First new drug approach to depression in two decades, company says

Treatment with SAGE-217 (Sage Therapeutics) led to significant improvements on a depression rating scale and remission among 64% of patients with major depressive disorder (MDD) at day 15, according to phase 2 data released by the company.

 “If successfully developed, SAGE-217 has the potential to offer the first truly new mechanism of action in the pharmacologic treatment of depression in more than 20 years,” said Steve Kanes, MD, PhD, Sage’s chief medical officer. “If the results from this trial are replicated in phase 3 trials, SAGE-217 may meet the needs of patients with MDD for a once-daily oral treatment that potentially provides a rapid, well-tolerated, and durable response with a high rate of remission.”

Sage announced positive top-line results from the double-blind, placebo-controlled clinical trial of SAGE-217 in the treatment of 89 adults with moderate to severe MDD. In the trial, treatment for 14 days with SAGE-217 was associated with a statistically significant mean reduction in the Hamilton Rating Scale for Depression (HAM-D) 17-item total score from baseline to day 15 (the time of the primary endpoint) of 17.6 points for SAGE-217, compared to 10.7 for placebo (P < 0.0001).

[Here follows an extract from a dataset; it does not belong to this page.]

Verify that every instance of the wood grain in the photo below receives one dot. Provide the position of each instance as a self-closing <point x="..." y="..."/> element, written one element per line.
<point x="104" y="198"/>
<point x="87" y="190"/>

Statistically significant improvements were observed in the HAM-D compared to placebo by the morning following the first dose through week 4, and the effects of SAGE-217 remained numerically greater than placebo through the end of follow-up at week 6. At day 15, 64% of patients who received SAGE-217 achieved remission, defined as a score of 7 or less on the HAM-D scale, compared with 23% of patients who received placebo (P = 0.0005).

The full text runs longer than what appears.